Is there way to write safe code through types without changing code? Because there can be complex types, like in B some property number, but in A number | null, and I want to see that I can't convert object A to object B. With any it won't work.


Solution

  • The problem you're running into is that TypeScript doesn't directly support correlated union types as described in microsoft/TypeScript#30581. It can't look at your reduce() callback and say that prev[key] = obj[key].value makes sense for an arbitrary key. The type of key is the union type Keys. TypeScript is observing the type of key and not its identity, so it treats your code as if you wrote prev[key1] = obj[key2].value where key1 and key2 are both of type Keys. That is clearly not safe (because key1 === key2 isn't guaranteed). The fact that this can't happen escapes the compiler, because in order to understand it, it would need to understand some higher order type relationship of the form "no matter what key is, the type of prev[key1] and the type of obj[key2].value will be the same". It can't make such observations by itself; you need to guide it.

    The supported approach for this sort of thing is to refactor your types as described in microsoft/TypeScript#47109. Instead of directly using a union type, you use generics. So key will be of a generic type constrained to Keys, and not Keys itself. All your operations need to be in terms of a "base" object type, and in terms of generic indexes into that base type, and in terms of generic indexes into mapped types over that type.

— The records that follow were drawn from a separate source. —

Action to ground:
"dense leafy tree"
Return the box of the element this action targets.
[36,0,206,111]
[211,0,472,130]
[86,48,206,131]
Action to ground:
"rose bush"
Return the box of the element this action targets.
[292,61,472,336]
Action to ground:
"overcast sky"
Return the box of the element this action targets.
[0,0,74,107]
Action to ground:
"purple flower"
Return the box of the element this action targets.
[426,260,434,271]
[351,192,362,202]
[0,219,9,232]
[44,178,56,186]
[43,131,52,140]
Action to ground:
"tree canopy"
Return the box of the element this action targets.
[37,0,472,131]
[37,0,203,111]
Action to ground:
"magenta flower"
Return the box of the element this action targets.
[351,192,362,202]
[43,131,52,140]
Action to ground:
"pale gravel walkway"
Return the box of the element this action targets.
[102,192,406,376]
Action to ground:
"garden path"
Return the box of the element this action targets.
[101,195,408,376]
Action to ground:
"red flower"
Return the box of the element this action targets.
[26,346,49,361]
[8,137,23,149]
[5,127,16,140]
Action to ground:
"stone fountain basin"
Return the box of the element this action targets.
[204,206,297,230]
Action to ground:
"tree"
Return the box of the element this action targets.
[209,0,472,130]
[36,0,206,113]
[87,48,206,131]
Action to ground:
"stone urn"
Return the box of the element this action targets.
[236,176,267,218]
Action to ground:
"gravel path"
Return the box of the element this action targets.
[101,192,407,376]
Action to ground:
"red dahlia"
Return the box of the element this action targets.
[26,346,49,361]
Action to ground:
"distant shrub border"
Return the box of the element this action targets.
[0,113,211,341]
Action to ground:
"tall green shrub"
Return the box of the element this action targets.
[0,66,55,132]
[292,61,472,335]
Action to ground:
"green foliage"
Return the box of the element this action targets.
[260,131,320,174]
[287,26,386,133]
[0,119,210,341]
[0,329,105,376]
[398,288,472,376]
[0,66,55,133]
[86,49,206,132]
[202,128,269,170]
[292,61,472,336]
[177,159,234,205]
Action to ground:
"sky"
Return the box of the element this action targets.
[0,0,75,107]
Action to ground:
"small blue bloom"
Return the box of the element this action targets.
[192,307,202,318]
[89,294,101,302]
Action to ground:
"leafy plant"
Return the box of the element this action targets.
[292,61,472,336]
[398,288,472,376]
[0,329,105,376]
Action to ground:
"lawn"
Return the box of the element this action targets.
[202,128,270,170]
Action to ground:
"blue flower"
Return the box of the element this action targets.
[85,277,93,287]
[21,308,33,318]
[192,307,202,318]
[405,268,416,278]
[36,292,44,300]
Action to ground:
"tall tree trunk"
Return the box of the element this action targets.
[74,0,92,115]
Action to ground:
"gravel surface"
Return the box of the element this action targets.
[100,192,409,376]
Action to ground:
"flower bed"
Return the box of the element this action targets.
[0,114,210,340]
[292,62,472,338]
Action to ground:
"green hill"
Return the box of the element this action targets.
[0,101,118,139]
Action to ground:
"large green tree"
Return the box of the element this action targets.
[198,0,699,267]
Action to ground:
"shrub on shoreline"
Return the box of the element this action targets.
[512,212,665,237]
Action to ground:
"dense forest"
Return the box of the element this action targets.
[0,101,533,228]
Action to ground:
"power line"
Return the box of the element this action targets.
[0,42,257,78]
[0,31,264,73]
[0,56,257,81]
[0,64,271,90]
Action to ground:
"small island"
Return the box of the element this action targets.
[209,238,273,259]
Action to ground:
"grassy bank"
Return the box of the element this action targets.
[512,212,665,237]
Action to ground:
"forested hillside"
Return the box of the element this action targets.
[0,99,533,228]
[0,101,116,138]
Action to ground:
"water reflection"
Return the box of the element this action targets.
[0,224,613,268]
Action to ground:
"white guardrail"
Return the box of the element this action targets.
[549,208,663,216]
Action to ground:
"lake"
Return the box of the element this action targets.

    Your B type is already the relevant base type, since it's a straightforward mapping from each key in Keys to the simple key-dependent part of what's going on:

    type B = {
        [Keys.Key1]?: string;
        [Keys.Key2]?: number;
    };
    

    Your A type needs to be refactored to be a mapped type over B. Otherwise there's no guarantee that A is related to B in a general way. So the new version of A could be:

    type A = {
        [K in keyof B]: { value: Exclude<B[K], undefined> }
    }
    

    And then, inside your reduce() callback, you need to make key a generic type, K extends Keys, instead of just Keys. Meaning the whole callback is now generic:

    function func(obj: A): B {
        return Object.values(Keys).reduce(<K extends Keys>
            (prev: B, key: K) => {
            if (key in obj) {
                prev[key] = obj[key].value;
            }
            return prev;
        },
            {},
        );
    }
    

    Now it compiles. The compiler believes that obj[key].value is of type Exclude<B[K], undefined>, which is assignable to B[K], the type of prev[key].